A digital archive of Asian/Asian American contemporary art history

Diao, David

Other Names: 刁德謙

Male

"One of the high points of my early years in New York was helping to install Barnett Newman's 'Stations of the Cross' at the Guggenheim Museum in 1966. I go to see his work whenever it is on view. I also have every catalogue and text pertaining to his work I can lay my hands on. Upon hearing of his death in 1970, I named a painting in his honor; one of the few instances in my life in which I paid homage to a particular artist. In the years since, my regard for him has not diminished.

Looking at the table in 'The Complete Drawings' annotating the work over a 27 year exhibition career, I was moved to notice how few works he completed. Measured against his enormous influence on me and others, it puts into question the convention that great artists are prolific. I wanted to make my astonishment visible and chose a Newmanesque scale and format to do so. Beginning with that painting, 'Barnett Newman: Chronology of Work', 1990, there are now four paintings in this series. Last fall, at the invitation of the Olive Press of Cornell University, I further extended the series by making a suite of 5 silkscreen prints.

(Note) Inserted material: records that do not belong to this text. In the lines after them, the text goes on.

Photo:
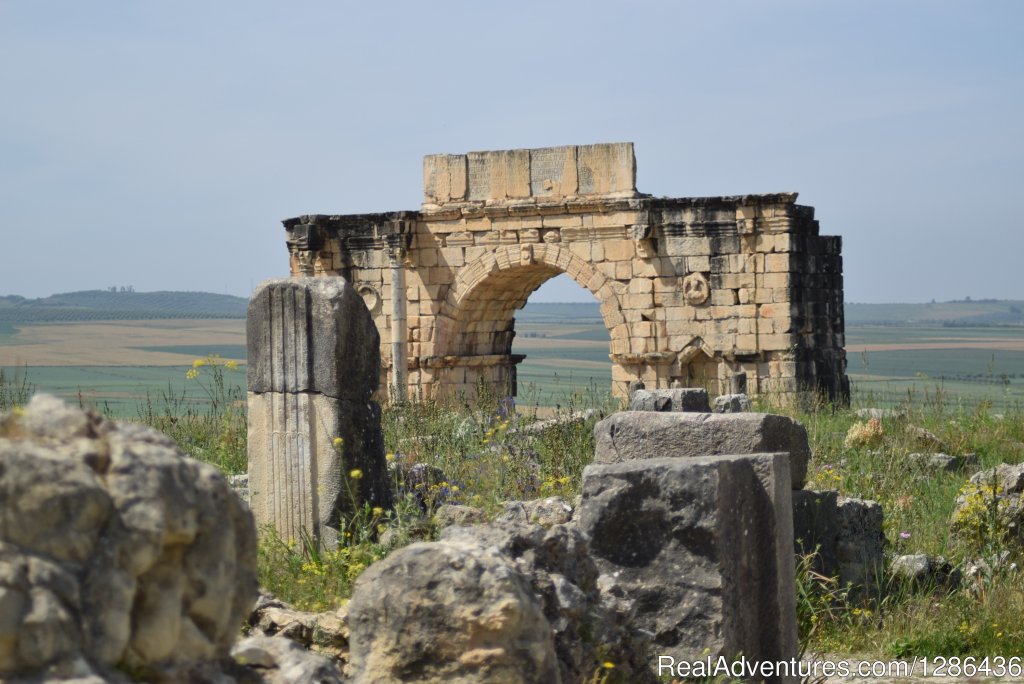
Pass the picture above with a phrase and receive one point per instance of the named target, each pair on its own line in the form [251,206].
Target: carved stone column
[315,449]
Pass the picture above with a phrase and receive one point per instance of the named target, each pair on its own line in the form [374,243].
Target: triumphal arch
[692,291]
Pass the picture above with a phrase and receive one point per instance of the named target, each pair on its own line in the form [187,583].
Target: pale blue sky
[159,143]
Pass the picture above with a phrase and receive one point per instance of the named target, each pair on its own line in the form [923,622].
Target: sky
[158,144]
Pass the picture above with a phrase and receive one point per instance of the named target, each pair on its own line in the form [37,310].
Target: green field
[115,364]
[120,390]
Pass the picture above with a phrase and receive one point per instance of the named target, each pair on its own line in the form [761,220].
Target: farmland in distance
[974,350]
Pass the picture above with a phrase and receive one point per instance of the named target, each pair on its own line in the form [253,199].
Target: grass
[487,456]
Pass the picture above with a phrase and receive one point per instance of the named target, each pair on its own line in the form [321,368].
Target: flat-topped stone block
[315,449]
[634,435]
[700,548]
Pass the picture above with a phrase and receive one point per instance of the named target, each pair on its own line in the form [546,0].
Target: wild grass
[487,453]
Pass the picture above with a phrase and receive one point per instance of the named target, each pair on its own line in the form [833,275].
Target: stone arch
[475,325]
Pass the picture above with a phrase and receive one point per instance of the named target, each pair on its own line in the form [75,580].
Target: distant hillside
[105,305]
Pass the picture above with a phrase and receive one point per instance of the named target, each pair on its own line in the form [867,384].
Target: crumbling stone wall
[692,290]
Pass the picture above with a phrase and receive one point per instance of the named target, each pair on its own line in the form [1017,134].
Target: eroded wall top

Much recent abstract painting remains enmeshed in an infinite regress of formal self-definition. To avoid the aridness this entails for me, I have imported into my work specific facts: names and dates. Often the paintings resemble blackboards, charts and diagrams. In the sense of being 'merely' informational signs, some would see it as a humbling tack for painting. For me it's possibly an enabling one. By addressing narrower but more specific subject matter, I hope to escape grand universalist claims often still made for abstract painting. Yet the works themselves are resolutely paintings, directly and matter-of-factly painted. I wish Barney were around to look at them."